Alibaba Group Holding Ltd, China’s biggest e-commerce company, said on Thursday third-quarter revenue rose 56 percent, beating expectations as it shrugged off any concerns about a market slowdown.
Revenue for the October-December period rose to 83.03 billion yuan ($13.19 billion), up from 53.2 billion yuan a year earlier. That exceeded the 79.8 billion yuan average estimate of 28 analysts polled by Thomson Reuters.
The company also said it would buy a 33 percent stake in its payment affiliate Ant Financial, exercising the option from a 2014 agreement, in exchange for certain intellectual property rights owned by the ecommerce giant.
The strong growth and the move to bind itself more closely with Ant comes as Alibaba is looking to fend off a growing challenge from rivals in its core retail business that analysts expect will start to put downward pressure on growth.

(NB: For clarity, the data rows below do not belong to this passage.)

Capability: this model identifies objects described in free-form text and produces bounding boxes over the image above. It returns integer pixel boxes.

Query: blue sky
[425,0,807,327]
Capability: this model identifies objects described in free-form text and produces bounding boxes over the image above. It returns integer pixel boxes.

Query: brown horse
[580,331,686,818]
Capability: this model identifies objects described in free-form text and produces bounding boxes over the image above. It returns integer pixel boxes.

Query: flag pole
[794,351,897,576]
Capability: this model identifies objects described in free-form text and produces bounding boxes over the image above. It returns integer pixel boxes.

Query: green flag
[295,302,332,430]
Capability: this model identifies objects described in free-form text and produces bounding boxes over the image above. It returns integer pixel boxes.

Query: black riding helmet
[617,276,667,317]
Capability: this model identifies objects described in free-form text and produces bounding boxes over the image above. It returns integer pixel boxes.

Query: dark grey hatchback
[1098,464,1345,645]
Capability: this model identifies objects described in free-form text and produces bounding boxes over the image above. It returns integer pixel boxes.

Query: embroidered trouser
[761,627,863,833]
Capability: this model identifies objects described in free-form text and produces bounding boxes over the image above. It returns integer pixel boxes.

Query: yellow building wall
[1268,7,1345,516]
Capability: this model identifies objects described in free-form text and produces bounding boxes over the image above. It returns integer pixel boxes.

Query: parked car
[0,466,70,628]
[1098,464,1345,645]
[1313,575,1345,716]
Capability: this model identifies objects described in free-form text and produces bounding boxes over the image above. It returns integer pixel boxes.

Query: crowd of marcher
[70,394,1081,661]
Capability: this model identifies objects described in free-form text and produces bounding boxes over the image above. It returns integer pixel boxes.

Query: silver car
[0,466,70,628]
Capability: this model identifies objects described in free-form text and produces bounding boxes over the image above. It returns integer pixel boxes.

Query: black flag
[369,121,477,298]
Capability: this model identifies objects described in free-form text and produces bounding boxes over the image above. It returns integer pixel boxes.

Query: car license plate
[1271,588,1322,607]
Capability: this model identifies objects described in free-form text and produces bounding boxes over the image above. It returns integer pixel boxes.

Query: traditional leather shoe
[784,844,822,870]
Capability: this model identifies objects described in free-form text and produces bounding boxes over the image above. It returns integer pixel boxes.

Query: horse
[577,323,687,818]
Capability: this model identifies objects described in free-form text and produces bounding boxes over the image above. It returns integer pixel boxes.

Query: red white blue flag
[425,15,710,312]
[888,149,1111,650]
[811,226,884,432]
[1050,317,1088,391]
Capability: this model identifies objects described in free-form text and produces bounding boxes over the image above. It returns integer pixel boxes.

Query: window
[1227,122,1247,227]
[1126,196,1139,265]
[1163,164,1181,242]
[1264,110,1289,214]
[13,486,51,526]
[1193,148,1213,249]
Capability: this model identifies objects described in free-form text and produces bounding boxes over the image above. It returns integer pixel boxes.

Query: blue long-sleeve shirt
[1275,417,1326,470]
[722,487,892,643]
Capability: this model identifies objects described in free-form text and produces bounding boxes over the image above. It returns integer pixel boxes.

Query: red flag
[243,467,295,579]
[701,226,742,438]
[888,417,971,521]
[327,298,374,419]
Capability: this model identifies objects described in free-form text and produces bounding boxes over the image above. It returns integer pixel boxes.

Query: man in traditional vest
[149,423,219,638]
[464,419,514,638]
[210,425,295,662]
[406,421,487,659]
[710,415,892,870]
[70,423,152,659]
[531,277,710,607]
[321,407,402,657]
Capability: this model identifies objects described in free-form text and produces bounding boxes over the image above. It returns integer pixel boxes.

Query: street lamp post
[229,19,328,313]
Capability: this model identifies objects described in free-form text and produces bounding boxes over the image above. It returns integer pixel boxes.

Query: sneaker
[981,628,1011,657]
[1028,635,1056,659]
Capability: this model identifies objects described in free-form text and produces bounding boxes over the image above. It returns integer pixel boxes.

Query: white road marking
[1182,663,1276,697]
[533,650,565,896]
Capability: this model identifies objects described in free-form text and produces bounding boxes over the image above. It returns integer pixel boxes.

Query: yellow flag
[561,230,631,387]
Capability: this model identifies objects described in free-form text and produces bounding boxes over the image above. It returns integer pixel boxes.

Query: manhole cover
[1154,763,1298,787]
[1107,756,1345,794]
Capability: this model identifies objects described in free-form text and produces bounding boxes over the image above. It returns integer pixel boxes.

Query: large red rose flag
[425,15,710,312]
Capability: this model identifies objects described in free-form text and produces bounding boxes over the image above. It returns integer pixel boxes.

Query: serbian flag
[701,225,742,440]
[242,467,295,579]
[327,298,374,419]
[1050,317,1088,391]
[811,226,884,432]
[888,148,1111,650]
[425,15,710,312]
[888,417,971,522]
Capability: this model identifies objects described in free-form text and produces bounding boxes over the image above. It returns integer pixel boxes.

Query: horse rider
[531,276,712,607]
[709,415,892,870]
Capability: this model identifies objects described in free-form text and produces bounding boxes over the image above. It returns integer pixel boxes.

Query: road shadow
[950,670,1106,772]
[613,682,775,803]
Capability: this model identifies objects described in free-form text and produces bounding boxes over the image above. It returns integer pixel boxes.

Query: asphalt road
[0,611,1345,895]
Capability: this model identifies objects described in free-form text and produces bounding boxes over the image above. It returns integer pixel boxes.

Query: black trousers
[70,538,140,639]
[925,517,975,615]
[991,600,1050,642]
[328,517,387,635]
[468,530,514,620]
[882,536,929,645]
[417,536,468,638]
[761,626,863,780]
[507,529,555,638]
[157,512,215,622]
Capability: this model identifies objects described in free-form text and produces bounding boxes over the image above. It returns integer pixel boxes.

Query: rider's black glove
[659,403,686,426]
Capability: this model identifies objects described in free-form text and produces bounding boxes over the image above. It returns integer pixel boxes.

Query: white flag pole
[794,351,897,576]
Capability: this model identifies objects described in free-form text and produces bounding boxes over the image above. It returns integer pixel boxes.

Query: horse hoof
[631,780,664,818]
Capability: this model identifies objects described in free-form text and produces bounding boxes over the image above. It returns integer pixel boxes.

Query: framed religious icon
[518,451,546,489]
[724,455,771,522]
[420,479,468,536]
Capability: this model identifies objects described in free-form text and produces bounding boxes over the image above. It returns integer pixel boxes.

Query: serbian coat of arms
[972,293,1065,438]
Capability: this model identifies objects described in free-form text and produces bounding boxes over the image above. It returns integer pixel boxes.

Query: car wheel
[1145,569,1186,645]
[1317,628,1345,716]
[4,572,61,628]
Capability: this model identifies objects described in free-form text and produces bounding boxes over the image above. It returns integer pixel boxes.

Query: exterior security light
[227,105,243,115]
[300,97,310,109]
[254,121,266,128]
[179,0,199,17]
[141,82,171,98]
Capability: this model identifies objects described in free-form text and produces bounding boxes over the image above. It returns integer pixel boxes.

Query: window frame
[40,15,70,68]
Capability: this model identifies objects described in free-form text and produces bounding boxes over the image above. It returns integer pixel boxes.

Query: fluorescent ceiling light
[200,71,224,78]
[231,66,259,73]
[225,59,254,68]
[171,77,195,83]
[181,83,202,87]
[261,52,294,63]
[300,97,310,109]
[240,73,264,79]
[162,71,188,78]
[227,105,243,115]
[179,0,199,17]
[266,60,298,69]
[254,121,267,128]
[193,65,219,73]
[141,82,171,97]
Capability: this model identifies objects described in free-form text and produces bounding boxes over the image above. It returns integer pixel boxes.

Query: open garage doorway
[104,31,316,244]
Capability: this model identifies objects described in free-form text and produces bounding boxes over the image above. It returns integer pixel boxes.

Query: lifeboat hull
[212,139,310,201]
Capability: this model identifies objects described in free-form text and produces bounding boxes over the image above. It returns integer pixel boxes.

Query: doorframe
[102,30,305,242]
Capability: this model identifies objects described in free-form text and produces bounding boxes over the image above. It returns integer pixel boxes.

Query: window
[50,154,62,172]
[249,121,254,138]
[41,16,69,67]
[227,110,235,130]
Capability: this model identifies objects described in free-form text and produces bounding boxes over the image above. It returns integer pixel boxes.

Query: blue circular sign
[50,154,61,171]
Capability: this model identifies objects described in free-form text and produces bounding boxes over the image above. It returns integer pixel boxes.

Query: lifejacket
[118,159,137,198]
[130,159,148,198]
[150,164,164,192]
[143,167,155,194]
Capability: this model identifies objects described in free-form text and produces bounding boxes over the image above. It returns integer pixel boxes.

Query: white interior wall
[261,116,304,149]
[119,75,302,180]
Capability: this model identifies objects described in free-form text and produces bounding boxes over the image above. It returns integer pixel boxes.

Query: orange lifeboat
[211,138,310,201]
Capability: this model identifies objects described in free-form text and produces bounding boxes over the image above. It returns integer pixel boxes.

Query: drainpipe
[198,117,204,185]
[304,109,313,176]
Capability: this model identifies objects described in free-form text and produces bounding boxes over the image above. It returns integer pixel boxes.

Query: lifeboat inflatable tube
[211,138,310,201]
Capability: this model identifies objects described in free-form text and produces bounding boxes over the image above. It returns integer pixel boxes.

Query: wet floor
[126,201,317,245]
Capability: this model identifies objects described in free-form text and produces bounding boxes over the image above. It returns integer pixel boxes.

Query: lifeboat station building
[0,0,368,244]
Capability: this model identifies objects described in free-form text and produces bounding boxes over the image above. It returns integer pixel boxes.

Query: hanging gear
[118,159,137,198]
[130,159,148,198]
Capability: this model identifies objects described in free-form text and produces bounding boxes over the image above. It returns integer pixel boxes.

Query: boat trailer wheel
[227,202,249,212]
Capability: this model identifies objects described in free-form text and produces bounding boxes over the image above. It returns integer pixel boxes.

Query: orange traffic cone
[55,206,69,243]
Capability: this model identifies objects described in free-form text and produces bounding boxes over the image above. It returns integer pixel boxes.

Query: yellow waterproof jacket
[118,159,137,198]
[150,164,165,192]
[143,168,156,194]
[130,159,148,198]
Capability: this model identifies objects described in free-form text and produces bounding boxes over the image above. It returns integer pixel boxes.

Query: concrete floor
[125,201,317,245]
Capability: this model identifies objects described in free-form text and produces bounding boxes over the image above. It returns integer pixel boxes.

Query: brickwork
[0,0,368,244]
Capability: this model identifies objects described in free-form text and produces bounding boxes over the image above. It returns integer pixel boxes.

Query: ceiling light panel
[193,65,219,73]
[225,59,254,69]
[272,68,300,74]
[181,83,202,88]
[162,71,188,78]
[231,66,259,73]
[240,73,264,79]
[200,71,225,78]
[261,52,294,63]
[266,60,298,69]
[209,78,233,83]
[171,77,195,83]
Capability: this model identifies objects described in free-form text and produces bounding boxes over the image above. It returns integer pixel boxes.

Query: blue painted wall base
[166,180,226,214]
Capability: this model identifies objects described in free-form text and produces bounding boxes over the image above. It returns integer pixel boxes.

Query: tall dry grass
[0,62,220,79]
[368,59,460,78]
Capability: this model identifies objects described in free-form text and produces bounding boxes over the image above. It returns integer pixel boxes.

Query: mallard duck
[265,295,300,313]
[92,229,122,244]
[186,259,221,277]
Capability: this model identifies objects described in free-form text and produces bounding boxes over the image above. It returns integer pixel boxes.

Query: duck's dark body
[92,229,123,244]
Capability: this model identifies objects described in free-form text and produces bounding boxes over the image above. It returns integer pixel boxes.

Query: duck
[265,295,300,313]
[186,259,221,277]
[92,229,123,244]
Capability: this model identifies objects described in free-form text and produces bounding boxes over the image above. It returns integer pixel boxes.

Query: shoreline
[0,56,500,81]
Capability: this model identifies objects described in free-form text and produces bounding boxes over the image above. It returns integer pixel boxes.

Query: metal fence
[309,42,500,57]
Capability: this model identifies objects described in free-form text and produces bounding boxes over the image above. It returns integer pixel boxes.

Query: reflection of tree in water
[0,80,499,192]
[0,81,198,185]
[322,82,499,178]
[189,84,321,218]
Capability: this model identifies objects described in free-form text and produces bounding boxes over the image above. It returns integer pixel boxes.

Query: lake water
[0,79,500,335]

The firm is now looking for new areas such as cloud computing, payments and offline retail to maintain rapid growth rates that helped propel its shares to roughly double in value last year, making it one of the world’s most valuable companies with a market capitalization of $523 billion.
The firm’s third-quarter sales are typically strong because of its Singles’ Day sales event held on Nov. 11, the world’s biggest shopping spree. This year a record $25.4 billion was spent on Alibaba platforms on the day.
Core commerce revenue in the third quarter rose 57 percent to 73.24 billion yuan, up from 46.6 billion yuan a year earlier.
Alibaba, and other tech rivals in China such as Tencent Holdings Ltd (0700.HK) and JD.com Inc (JD.O), have also been investing heavily in brick-and-mortar retailers over the last year to extend their shopper base offline.
Net income attributable to shareholders rose to 24.07 billion yuan, up 35 percent from 17.9 billion yuan in the year-earlier quarter. That compared with the 21.5 billion yuan estimate of analysts surveyed by Thomson Reuters.
Revenue at Alibaba’s nascent, but fast-growing cloud computing unit, climbed 104 percent versus the same quarter last year, slightly faster than the previous period.
Alibaba’s cloud business crossed 1 million customers globally in the quarter ended in September 2017, and has recently opened new data centers in Malaysia and India.
Cloud computing and offline retail make up a comparatively small fraction of the company’s current sales, though Alibaba is betting on these units to become major revenue drivers as the Chinese e-commerce market shows signs of saturation.